Другой связанный с темой Канцлерского суда герой появляется, когда Эстер, направляясь с друзьями к мисс Флайт, задерживается у лавки Крука, над которой проживает старушка, — «…у лавки, над дверью которой была надпись «Крук,
Так устанавливается связь между Круком и темой Канцлерского суда с его юридической символикой и шаткими законами. Обратите внимание на соседство надписей «Скупка костей» и «Скупка дамского и мужского платья». Ведь участник тяжбы для Канцлерского суда не более чем кости и потрепанная одежда, а порванные мантии закона — рванье законов — и макулатуру Крук скупает тоже. Именно это отмечает и сама Эстер с некоторой помощью Ричарда Карстона и Чарлза Диккенса: «А тряпье — и то, что было свалено на единственную чашку деревянных весов, коромысло которых, лишившись противовеса, криво свисало с потолочной балки, и то, что валялось под весами, возможно, было когда-то адвокатскими нагрудниками и мантиями. Оставалось только вообразить, как шепнул Ричард нам с Адой, заглядывая в глубь лавки, что кости, сложенные в углу и обглоданные начисто, — это кости клиентов суда, и картина могла считаться законченной». Ричарду, шепнувшему эти слова, самому суждено стать жертвой Канцлерского суда, поскольку он по слабости характера бросает одну за другой профессии, в которых пробует себя, и в итоге затягивается в безумную бестолковщину, растравляет себя призраком полученного через Канцлерский суд наследства.

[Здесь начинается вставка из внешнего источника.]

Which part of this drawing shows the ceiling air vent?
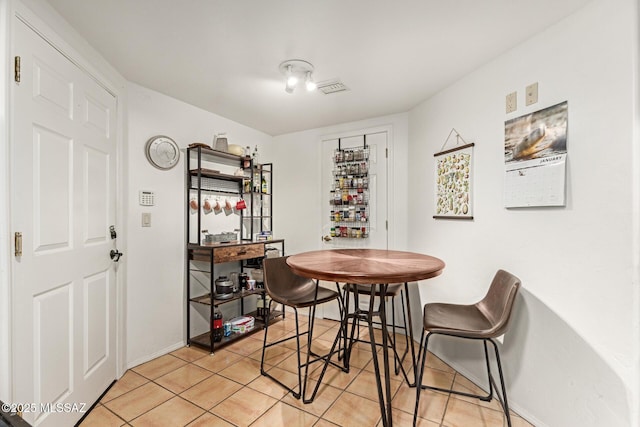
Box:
[318,80,349,95]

Сам Крук появляется, возникая, так сказать, из самого сердца тумана (вспомните шутку Крука, называющего лорда-канцлера своим собратом — действительно собратом по ржавчине и пыли, по безумию и грязи): «Он был маленького роста, мертвенно-бледный, сморщенный; голова его глубоко ушла в плечи и сидела как-то косо, а дыхание вырывалось изо рта клубами пара — чудилось, будто внутри у него пылает огонь. Шея его, подбородок и брови так густо заросли белой, как иней, щетиной и были так изборождены морщинами и вздувшимися жилами, что он смахивал на корень старого Дерева, усыпанный снегом». Перекрученный Крук. Его сходство с заснеженным корнем старого дерева следует добавить к растущей коллекции диккенсовских сравнений, о чем речь пойдет позже. Здесь прорезается еще одна тема, которая впоследствии разовьется, — это упоминание огня: «будто внутри у него пылает огонь». Будто — зловещее предвестие.

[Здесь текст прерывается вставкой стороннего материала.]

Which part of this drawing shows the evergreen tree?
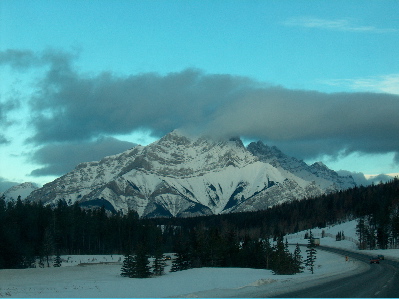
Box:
[133,244,151,278]
[54,253,62,267]
[152,251,166,276]
[305,231,317,274]
[121,254,136,278]
[294,243,303,272]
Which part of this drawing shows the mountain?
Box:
[28,130,354,217]
[2,182,38,202]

Позже Крук называет имена птичек мисс Флайт — символы Канцлерского суда и страдания, этот отрывок уже упоминался. Теперь появляется ужасная кошка, которая рвет узел тряпья своими тигриными когтями и шипит так, что Эстер делается не по себе. И кстати, старик Смоллуид, один из героев темы тайны, зеленоглазый и с острыми когтями, не только шурин Крука, но еще некий человеческий вариант его кошки. Тема птичек и тема кошки постепенно сближаются — и Крук, и его зеленоглазый в серой шкурке тигр дожидаются, когда птицы покинут свои клетки. Здесь скрытый намек на то, что лишь смерть освобождает
Крук связан не только с темой Канцлерского суда, но и с темой тайны. После смерти Немо адвокатский клерк Гаппи, распаляемый влюбленностью и желанием шантажировать, со своим другом Тони Джоблингом (которого именуют также Уивлом) приходит к Круку, чтобы вытрясти из него письма, имеющие отношение к давнему роману леди Дедлок. Гаппи отправляется в трактир, возвращается с полной бутылкой джина, и старик «берет ее на руки, словно любимого внука». Увы, вместо слова «внук» уместнее сказать «внутренний паразит». Теперь мы подошли к поразительным страницам 32-й главы, где описывается поразительная смерть Крука, осязаемый символ медленного огня и тумана Канцлерского суда. Вспомним образы первых страниц книги — дымный туман, мелкая черная изморось, хлопья сажи — здесь ключ, здесь зарождение страшной темы, которая сейчас разовьется и, приправленная джином, дойдет до логического конца.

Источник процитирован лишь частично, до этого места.